8. “I still struggle with this but I can tell you the one way that this feeling wins is if you become fatalistic about it. You can’t let up on the pressure to succeed. When I have done that in the past, set the bar a little lower because of feelings of failure then you really do fail. Believe me there’s a big difference between actually failing and feeling like you’re a fraud while succeeding. I would absolutely rather set the bar high and succeed while feeling like a bit of a fraud than to set the bar low and verify that feeling of being a faker.”

—Meredith, 27

9. “Focus on completing tasks instead of identifying yourself as a ‘successful person.’ If your work is your identity then this will be hard so don’t make work your identity. Make being a person who completes their work well and works hard your identity. Don’t get caught up in meeting vague expectations beyond that. I’m many things, a mother, a daughter, a hiker, a volunteer but I’m not just a woman with a career and my career isn’t the beginning and end of me. Anyone who says otherwise is setting limits on themselves to shore up their ego.”

—Sara, 32

10. “You have to stop expecting or needing to be affirmed for doing your job well. I went from a very supportive college environment to a job environment that was cutthroat and unsupportive. If you expect to be told you’re doing well, as I did, then you’ll end up needing that affirmation to help you feel you’re not actually a total failure. But when you’re able to realize that you’ll never get that day-to-day pat on the back from your boss then you can start letting your work speak for you. While I expect my boyfriend and family to support me emotionally in my personal life, career is another matter entirely. There are no special snowflakes in the workplace so you have to stop needing to be one.”

—Kaitlyn, 26

11. “I have a tendency to get a big head about my own success so that when I’m not succeeding incredibly I start to feel like a faker. I’ve found the only way to avoid these highs and lows are to never allow myself to rest on my laurels in the first place. If you do well, accept praise if there is any, feel proud, but move on and let go of the idea that you’re so great.”

—Leah, 24

12. “I keep a folder of complimentary emails from my boss and co-workers.
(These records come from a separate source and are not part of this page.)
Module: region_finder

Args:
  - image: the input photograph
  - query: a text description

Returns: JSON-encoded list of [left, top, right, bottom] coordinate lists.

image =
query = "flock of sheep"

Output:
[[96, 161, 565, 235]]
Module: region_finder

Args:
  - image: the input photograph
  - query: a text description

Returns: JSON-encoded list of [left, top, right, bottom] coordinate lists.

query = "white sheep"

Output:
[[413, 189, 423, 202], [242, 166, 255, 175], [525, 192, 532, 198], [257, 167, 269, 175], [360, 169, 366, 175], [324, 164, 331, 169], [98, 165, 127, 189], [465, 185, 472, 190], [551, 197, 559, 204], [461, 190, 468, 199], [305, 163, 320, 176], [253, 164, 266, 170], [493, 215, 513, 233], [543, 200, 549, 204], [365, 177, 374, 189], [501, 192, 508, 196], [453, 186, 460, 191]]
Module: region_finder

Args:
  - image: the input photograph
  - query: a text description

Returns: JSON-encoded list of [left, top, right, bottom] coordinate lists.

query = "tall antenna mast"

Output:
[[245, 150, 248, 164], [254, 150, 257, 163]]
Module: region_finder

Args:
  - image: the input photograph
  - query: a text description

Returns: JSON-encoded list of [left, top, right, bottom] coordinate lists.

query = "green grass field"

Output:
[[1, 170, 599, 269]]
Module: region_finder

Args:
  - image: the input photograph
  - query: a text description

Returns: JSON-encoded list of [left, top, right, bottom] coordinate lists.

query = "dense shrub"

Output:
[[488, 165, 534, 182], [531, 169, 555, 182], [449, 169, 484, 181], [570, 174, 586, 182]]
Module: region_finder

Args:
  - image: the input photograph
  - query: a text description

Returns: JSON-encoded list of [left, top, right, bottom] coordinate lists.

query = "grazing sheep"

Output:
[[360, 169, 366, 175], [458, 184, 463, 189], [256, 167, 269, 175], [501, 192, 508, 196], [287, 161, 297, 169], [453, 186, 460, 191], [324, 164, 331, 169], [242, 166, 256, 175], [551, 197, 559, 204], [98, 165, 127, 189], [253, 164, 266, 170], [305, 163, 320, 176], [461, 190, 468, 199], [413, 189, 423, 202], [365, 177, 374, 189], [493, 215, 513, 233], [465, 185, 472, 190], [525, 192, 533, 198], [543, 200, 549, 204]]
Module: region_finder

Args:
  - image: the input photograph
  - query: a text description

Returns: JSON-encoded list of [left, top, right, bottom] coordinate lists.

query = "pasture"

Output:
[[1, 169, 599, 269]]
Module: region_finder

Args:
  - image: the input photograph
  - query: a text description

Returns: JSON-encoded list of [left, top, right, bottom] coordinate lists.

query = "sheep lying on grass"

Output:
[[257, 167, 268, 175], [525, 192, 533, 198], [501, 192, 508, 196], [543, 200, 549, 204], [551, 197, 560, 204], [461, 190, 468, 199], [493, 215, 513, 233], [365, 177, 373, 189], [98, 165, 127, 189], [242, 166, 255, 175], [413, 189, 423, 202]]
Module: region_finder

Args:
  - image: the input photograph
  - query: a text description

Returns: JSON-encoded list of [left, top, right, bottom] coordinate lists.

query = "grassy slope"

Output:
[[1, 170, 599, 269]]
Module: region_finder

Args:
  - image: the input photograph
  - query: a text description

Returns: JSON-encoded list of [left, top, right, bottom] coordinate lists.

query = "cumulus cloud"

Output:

This way, when I’m feeling that bs feeling of ‘oh, I’m terrible and everyone thinks so’ I can look at what people actually think of me instead of imagining my worst fears.”

—Lucy, 26

13. “Let go of the Sheryl Sandberg fantasy expectations. Putting things on pedestals and always trying to live up to the ideal is the bane of ever feeling good about any accomplishment you’ve ever had or will ever have. Set your own goals, not someone else’s.”